As I examined at knitted scarf I’ve been making this week, I tucked in a couple of stray pieces of yarn. I had run out of yarn in one skein and had begun to work from a new one at one place. I could see where I attached the new yarn and wove in the loose end–sort of. A small piece of yarn had still poked up and stood out. I found another error where I had added one stitch more than I should to a section.
Everyone is praying for 2021 to be a healthier, less divisive and more peaceful year. May it be so and may we greet others with an attitude of love and understanding.
On the surface the piece looks acceptable, but I know where the yarn was fraying a little bit and where I tore a row out to redo it.

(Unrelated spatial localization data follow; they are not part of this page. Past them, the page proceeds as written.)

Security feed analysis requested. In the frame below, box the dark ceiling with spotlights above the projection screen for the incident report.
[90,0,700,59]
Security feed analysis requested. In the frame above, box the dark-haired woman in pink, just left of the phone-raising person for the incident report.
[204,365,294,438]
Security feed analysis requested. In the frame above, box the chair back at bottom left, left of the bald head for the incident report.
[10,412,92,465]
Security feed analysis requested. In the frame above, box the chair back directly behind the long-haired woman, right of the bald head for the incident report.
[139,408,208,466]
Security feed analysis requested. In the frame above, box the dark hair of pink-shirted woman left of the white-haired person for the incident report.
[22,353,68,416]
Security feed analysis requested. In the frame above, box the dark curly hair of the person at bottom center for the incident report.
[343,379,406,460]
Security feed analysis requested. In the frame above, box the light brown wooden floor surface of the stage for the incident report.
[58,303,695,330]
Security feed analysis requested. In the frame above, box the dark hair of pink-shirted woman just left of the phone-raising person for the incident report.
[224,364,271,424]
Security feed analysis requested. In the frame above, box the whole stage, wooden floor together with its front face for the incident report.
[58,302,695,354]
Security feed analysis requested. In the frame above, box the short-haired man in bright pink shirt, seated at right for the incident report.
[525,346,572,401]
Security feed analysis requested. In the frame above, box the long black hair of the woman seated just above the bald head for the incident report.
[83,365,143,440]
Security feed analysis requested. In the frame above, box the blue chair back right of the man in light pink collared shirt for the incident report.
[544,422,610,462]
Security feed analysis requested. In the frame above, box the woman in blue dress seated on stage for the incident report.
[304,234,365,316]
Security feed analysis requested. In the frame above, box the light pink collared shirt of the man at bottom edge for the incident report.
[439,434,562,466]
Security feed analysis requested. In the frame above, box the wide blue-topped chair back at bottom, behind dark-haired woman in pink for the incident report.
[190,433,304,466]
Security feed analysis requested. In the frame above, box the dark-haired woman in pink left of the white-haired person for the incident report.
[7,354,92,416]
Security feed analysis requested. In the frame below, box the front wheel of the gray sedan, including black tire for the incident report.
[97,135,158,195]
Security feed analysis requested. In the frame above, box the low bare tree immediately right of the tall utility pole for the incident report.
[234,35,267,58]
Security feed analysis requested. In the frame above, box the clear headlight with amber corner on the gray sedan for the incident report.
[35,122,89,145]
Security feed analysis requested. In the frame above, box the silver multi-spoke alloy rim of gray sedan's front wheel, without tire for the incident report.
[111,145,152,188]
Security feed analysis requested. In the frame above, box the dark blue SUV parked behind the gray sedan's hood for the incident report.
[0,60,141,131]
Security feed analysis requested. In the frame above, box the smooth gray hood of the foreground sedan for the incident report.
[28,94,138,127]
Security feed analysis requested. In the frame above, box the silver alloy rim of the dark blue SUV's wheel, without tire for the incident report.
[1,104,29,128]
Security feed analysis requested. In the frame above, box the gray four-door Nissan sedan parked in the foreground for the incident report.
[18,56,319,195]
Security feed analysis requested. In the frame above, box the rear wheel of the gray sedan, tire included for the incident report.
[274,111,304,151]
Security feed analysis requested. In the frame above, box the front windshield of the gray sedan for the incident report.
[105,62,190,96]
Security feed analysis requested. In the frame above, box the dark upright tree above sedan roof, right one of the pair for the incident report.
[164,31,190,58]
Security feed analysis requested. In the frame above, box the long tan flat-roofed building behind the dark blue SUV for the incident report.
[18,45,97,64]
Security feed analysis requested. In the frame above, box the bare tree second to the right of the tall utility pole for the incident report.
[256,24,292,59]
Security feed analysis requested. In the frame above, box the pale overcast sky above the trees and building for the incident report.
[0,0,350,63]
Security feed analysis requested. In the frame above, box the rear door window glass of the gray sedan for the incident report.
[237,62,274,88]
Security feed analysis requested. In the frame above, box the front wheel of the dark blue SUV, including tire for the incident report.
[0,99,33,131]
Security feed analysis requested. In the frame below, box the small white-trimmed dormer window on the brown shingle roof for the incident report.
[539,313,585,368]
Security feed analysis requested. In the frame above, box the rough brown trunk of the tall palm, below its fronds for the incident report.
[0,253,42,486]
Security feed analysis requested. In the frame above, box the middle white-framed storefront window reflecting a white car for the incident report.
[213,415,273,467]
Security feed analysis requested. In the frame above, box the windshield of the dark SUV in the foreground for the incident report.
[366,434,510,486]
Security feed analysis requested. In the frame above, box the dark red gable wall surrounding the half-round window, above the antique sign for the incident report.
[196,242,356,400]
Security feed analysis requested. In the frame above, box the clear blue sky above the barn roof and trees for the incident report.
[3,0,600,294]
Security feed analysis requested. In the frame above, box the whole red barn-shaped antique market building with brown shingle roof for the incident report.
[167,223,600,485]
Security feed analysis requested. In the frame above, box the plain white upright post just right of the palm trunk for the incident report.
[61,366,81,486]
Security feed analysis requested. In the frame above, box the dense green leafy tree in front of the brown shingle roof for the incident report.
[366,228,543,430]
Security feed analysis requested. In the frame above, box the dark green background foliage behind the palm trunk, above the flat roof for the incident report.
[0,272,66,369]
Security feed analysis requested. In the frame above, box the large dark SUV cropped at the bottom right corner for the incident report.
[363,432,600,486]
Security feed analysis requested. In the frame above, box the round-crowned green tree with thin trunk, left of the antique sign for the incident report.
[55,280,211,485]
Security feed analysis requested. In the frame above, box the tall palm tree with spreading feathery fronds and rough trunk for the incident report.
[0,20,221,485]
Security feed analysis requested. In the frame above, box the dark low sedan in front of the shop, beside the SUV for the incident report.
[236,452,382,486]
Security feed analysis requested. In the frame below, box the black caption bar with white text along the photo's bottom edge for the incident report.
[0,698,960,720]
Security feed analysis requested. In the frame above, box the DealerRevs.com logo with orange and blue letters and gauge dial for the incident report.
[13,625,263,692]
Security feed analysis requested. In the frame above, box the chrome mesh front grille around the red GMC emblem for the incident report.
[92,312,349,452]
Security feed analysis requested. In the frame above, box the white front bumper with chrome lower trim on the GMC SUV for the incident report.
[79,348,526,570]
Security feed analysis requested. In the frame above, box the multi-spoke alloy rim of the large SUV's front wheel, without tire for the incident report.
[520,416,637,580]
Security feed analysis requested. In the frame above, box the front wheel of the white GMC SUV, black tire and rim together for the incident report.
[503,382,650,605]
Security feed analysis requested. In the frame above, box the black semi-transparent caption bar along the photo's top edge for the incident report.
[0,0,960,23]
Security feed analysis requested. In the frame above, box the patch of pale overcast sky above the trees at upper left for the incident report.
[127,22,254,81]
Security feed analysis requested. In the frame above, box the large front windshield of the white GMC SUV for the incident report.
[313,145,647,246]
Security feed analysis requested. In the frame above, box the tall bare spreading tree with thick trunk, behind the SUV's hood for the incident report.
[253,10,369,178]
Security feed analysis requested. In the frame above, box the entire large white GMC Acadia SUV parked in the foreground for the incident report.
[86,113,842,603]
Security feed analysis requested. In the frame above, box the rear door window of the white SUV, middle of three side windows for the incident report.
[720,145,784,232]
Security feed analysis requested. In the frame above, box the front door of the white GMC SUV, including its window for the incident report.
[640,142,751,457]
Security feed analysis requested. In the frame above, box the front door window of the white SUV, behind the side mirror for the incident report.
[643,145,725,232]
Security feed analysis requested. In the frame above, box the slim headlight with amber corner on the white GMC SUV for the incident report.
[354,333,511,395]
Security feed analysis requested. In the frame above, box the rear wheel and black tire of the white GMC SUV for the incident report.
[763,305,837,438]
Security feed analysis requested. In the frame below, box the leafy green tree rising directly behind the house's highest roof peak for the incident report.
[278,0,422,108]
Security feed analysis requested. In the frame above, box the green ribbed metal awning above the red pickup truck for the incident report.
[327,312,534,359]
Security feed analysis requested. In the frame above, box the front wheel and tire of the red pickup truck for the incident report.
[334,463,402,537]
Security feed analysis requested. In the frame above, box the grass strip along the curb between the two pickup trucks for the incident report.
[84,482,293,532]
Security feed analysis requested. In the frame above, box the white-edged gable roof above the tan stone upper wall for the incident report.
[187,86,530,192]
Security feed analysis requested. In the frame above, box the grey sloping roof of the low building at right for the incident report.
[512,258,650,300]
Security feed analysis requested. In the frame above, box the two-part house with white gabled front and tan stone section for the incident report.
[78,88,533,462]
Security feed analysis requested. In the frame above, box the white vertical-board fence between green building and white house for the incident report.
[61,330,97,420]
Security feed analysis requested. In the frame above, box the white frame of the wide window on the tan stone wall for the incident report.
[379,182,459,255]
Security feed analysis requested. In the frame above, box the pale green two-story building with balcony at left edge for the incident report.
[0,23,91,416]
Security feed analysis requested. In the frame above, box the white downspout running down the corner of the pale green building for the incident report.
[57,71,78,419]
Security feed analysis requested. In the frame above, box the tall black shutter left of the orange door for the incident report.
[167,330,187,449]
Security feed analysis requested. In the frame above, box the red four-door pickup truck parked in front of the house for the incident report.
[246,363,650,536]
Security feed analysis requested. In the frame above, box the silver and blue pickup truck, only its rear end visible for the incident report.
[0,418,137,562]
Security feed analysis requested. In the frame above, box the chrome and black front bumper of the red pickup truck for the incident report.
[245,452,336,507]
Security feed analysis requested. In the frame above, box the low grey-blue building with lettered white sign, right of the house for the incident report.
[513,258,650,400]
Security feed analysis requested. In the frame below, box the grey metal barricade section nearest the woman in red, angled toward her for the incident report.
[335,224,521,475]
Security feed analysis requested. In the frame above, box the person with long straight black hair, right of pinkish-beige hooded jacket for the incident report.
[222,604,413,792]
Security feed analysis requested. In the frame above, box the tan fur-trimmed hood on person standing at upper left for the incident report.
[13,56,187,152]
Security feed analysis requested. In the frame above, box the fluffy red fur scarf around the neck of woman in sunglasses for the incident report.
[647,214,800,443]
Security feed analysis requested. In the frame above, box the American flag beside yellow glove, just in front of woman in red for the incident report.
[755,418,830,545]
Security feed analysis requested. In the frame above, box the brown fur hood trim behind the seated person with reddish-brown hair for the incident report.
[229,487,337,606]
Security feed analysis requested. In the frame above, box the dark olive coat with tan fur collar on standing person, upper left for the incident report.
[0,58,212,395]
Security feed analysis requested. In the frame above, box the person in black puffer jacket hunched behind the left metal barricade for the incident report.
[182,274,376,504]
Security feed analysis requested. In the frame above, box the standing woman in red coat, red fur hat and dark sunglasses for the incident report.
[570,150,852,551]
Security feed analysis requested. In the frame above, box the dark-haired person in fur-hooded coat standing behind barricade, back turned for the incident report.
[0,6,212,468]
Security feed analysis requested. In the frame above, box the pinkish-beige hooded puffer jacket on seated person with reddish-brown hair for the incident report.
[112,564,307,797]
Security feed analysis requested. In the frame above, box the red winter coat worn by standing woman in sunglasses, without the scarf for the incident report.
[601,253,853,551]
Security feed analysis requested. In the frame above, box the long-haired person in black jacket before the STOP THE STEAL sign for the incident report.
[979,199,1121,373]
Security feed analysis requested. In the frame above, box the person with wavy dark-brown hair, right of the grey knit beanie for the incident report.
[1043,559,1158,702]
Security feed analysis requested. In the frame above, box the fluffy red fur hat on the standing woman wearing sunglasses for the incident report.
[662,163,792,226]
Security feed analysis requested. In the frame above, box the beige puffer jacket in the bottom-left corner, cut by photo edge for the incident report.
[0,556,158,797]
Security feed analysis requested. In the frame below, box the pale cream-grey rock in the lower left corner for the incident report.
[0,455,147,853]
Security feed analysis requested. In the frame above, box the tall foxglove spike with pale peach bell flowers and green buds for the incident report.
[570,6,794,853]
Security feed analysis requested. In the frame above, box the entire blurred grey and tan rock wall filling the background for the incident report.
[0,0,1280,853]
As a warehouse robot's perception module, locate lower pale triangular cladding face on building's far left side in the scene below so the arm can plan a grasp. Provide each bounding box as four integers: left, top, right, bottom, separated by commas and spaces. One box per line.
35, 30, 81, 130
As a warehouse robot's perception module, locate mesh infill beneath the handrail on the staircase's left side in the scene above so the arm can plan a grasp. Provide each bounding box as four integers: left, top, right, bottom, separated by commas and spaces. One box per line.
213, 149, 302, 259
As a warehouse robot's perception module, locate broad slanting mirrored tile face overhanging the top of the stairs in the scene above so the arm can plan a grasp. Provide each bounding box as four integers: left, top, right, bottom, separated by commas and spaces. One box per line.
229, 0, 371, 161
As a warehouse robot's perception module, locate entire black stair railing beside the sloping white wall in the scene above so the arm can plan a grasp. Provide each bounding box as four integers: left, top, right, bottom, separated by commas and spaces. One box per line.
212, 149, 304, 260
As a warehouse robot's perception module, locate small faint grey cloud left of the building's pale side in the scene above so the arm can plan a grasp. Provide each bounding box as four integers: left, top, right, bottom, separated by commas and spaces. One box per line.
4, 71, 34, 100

I am much like a piece of my knitting–acceptable on the surface, but only God and I know where I was broken and knit back together through my life and what each “I’m sorry” cost me to face up to my mistakes and own them. I ask God to point out my mistakes also as we all can be blind to our faults and omissions.
Each event in our lives adds to the fabric of the outward appearance we present. What would people see if they saw the underside where the mistakes and the patches of hurt placed over them have left scars? They would see the smooth sections interspersed with the uglier knotted and tied-together repairs.
As we go forward from this unbelievable year; we grieve with the people who have lost jobs as well as loved ones and we’ve disagreed with others whose political and even medical views differ from ours. But it is important to remember that each person we meet has a few knots and patches, some repaired and some still dangling. Love and understanding go a long way toward revealing the outward person as the true self and not a disguise of what lies beneath.

Friendship is born at that moment when one person says to another, “What! You too? I thought I was the only one.”